Berry Creek, CA train wreck, Nov 1913
ENGINEER IS BADLY INJURED WHEN PASSENGER TRAIN IS OVERTURNED BY A HUGE LANDSLIDE
NONE OF PASSENGERS INJURED IN THE WRECK
SPECIAL TRAIN OF PRESIDENT IS LONG DELAYED
Oroville, Nov. 6. - Plunging into a landslide which had covered the tracks with tons of rock and earth, Western Pacific train No. 1, westbound, was wrecked near Berry Creek, 23 miles above this city, injuring Engineer John McGraw and Fireman R. A. Jones. The engine was hurled down into the Feather river by the terrific impact with the rocks on the track. The baggage car was smashed and the entire train of six cars was thrown from the tracks, but none of the occupants of the baggage car or of the passenger coaches was injured.
Berry creek, the scene of the wreck, is 23 miles north of Oroville. When the news of the wreck reached Oroville a relief train carrying Dr. E. A. Kusel, the railroad physician, was dispatched.
It was reported from Oroville that Engineer McGraw was badly crushed when the locomotive went over the embankment and that his chances for recovery were slight. Hope is held out that Fireman Jones will recover, as his condition is not critical.
The train crashed into the landslide on a sharp curve about one mile east of Berry creek. The lurch of the engine as it plunged down to the river, which at this point is about five or six feet below the tracks, jerked the tender with it, crushing the baggage car against the wall of rock on the tracks.

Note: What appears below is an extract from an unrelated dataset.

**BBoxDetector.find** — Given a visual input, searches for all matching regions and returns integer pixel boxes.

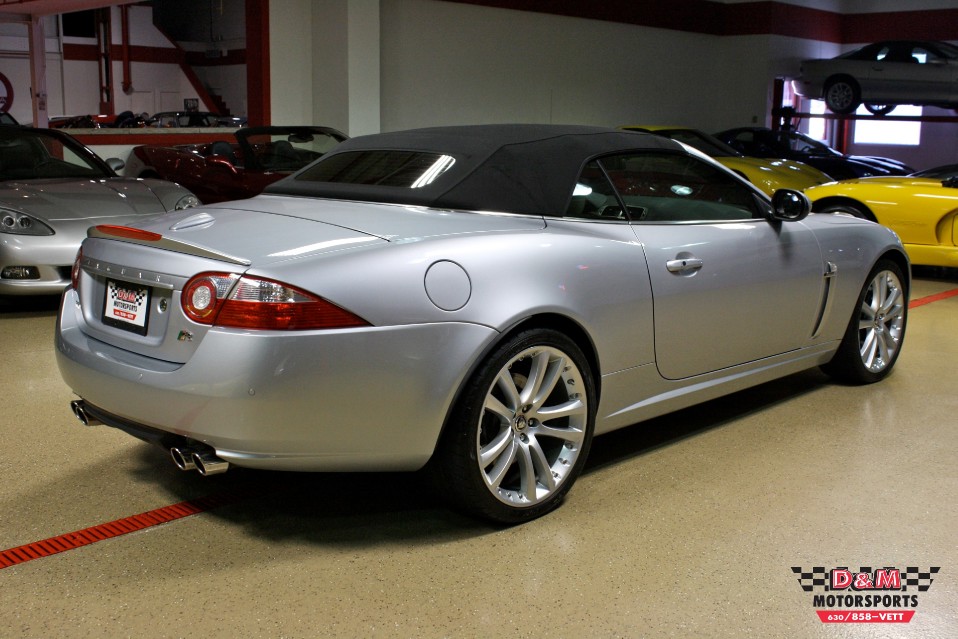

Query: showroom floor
[0,271,958,638]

Wrecking crews were rushed to the scene from each side of the landslide. Traffic over the Western Pacific was blocked by the wreck all night. It is expected that the tracks can be cleared by this afternoon.
The wreck will probably delay the special train carrying President Benjamin F. Bush of the Western Pacific railroad until late in the afternoon. It was reported at the local office of the railroad that the special train was on the other side of the wreck.